Pero la pasividad está unida a la actividad del decir poético. La poesía es lenguaje con el que pone nombre a su experiencia, y al hacerlo, la configura. El lenguaje poético nombra el mundo y en ese nombrar, nombra su experiencia del mundo.

Esa participación que el poeta establece tiene como uno de sus recursos la participación mutua de propiedades. No solo el poeta desea, también desea la naturaleza (luz sedienta de forma). La naturaleza da (da de sí como diría Zubiri), y el poeta da.
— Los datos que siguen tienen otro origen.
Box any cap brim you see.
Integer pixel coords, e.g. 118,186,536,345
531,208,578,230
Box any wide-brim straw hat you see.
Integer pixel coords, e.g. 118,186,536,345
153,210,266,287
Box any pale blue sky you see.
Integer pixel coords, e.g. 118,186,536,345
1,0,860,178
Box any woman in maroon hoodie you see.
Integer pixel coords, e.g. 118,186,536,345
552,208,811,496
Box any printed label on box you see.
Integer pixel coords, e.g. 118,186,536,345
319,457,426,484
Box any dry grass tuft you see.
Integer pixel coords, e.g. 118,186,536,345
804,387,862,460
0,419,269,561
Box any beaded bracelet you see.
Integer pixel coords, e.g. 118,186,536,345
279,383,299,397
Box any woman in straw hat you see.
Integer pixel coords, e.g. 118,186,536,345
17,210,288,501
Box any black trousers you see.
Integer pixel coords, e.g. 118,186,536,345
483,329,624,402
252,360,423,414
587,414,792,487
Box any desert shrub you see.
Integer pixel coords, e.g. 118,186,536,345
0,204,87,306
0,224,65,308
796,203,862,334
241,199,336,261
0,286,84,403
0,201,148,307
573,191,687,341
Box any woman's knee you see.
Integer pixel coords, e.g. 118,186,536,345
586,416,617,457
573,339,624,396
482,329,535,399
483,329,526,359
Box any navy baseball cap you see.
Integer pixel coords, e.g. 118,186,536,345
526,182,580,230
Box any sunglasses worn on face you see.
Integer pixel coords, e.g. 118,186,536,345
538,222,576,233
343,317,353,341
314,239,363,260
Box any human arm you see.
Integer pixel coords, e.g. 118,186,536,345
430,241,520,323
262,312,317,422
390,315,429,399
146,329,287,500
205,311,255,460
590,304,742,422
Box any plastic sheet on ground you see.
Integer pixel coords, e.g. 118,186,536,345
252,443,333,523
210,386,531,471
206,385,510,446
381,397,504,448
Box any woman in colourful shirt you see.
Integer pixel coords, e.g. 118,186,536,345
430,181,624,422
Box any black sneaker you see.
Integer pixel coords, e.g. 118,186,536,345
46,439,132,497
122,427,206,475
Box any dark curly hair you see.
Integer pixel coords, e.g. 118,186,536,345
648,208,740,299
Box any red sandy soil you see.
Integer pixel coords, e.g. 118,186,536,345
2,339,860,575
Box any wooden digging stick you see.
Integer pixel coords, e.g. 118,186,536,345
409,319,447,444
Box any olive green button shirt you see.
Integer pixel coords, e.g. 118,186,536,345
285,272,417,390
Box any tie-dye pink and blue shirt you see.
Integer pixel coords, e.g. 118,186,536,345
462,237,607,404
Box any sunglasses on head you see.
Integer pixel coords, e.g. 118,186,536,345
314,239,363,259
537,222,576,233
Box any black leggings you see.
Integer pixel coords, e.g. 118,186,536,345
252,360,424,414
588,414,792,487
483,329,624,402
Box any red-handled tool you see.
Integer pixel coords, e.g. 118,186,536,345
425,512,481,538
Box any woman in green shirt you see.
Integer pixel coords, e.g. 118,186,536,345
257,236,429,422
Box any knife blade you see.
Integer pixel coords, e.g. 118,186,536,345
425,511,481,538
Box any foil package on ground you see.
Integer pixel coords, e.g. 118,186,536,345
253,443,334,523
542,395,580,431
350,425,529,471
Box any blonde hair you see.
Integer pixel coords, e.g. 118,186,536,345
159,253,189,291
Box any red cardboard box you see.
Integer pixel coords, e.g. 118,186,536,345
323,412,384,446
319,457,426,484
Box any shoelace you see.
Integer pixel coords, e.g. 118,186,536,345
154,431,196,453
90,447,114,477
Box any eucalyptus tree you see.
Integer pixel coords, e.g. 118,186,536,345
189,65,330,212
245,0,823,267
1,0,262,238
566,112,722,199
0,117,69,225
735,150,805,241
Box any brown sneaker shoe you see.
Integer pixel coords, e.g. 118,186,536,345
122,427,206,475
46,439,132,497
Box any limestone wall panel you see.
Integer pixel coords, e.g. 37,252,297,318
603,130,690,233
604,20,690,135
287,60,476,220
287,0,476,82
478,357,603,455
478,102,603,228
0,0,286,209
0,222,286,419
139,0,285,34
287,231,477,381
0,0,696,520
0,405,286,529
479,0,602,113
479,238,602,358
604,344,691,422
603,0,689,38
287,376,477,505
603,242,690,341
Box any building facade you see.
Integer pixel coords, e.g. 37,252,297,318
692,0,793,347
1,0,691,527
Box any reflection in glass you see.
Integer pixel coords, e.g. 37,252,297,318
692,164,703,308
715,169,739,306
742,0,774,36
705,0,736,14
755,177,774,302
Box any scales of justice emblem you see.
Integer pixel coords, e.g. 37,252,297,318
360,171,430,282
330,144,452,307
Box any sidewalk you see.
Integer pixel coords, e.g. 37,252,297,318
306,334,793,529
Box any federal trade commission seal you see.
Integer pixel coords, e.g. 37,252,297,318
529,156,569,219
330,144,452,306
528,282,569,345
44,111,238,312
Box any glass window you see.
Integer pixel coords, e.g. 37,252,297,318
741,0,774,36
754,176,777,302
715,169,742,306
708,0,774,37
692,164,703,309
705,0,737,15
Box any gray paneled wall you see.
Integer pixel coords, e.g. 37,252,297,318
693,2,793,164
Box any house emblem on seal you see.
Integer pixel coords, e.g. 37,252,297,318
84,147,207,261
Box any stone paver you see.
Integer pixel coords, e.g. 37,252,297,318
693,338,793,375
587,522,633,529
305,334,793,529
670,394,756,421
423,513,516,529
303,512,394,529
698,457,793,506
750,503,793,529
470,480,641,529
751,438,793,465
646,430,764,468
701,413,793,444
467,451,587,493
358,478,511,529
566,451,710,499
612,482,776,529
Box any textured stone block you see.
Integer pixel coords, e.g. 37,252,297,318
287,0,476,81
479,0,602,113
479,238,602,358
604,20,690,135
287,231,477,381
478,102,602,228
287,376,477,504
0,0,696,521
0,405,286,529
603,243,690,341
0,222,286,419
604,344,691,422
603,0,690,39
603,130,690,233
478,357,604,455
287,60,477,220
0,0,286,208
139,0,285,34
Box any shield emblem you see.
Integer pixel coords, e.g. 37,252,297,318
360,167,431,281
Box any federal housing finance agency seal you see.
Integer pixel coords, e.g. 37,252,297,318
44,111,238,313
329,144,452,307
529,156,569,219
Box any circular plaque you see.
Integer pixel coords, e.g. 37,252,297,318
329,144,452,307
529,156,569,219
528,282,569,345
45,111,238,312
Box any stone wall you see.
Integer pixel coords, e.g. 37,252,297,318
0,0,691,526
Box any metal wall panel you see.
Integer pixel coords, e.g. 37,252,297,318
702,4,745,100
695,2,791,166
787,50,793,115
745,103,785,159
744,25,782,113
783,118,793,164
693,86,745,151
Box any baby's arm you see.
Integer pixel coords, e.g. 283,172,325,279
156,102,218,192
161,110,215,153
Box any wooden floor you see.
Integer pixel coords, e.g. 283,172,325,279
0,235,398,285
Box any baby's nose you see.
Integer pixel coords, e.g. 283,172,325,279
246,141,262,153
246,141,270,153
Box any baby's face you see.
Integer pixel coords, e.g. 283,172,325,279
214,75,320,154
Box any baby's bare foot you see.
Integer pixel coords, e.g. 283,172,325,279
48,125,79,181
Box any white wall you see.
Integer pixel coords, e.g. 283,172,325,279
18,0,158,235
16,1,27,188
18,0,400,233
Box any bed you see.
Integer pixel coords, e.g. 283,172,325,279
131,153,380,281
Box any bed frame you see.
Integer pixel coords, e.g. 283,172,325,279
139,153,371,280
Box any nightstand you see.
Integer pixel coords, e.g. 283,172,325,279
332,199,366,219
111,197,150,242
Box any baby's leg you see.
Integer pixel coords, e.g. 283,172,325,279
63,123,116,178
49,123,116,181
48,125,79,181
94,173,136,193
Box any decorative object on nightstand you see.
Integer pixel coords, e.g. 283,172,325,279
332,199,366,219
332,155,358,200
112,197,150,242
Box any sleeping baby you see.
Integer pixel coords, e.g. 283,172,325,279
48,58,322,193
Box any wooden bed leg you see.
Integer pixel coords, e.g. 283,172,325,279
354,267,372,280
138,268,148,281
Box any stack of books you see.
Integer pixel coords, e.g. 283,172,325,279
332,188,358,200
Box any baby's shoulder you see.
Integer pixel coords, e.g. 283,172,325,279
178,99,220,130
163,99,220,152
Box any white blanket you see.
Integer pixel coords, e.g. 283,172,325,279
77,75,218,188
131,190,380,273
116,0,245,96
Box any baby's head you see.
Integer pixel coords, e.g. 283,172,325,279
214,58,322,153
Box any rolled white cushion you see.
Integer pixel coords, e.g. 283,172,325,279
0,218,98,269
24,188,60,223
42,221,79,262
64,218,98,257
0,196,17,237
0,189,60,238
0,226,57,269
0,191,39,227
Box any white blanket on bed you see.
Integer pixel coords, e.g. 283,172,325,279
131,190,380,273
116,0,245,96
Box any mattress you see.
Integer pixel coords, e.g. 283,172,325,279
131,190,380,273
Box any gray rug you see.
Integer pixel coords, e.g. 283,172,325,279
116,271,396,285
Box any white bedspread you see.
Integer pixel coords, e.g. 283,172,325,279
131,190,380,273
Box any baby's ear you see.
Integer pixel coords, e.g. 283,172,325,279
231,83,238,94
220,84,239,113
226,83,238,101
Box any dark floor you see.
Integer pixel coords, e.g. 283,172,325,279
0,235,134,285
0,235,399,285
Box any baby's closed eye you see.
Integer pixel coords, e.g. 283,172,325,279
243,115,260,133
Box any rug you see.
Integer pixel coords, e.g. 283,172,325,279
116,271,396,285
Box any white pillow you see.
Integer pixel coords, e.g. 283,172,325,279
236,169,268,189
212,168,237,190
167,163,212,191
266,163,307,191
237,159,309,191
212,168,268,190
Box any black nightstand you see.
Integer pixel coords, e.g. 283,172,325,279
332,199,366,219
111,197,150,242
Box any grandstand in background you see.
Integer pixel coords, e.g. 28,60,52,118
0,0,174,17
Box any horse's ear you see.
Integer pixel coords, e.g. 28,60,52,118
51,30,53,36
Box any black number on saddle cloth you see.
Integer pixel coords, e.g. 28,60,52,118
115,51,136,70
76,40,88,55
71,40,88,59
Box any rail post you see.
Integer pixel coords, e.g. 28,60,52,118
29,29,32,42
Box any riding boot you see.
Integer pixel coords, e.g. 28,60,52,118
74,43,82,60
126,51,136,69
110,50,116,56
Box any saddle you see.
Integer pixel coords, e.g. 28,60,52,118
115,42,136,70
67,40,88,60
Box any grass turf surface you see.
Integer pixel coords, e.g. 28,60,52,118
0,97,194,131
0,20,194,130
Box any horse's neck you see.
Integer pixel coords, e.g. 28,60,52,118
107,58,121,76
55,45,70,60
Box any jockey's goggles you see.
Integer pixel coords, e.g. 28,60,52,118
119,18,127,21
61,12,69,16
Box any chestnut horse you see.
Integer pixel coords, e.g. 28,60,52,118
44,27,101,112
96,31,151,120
La comunión con lo real produce una comunión de propiedades.

La encina (…)

Con ese viento que en sus ramas deja

lo que no tiene música, imagina

para sus sueños una gran meseta.

Y con qué rapidez  se identifica

con el paisaje, con el alma entera

de su frondosidad y de mí mismo

(Libro 1, III)

Que la claridad desee no es un antropomorfismo. Es una manera metafórica de nombrar el impulso propio de lo real.

El poeta nos comunica la experiencia poética de lo real, de las cosas que vive en su aparecer mientras camina. Esta experiencia es un tipo de mirada configurada por el lenguaje poético. En el decir acaba de configurar su experiencia.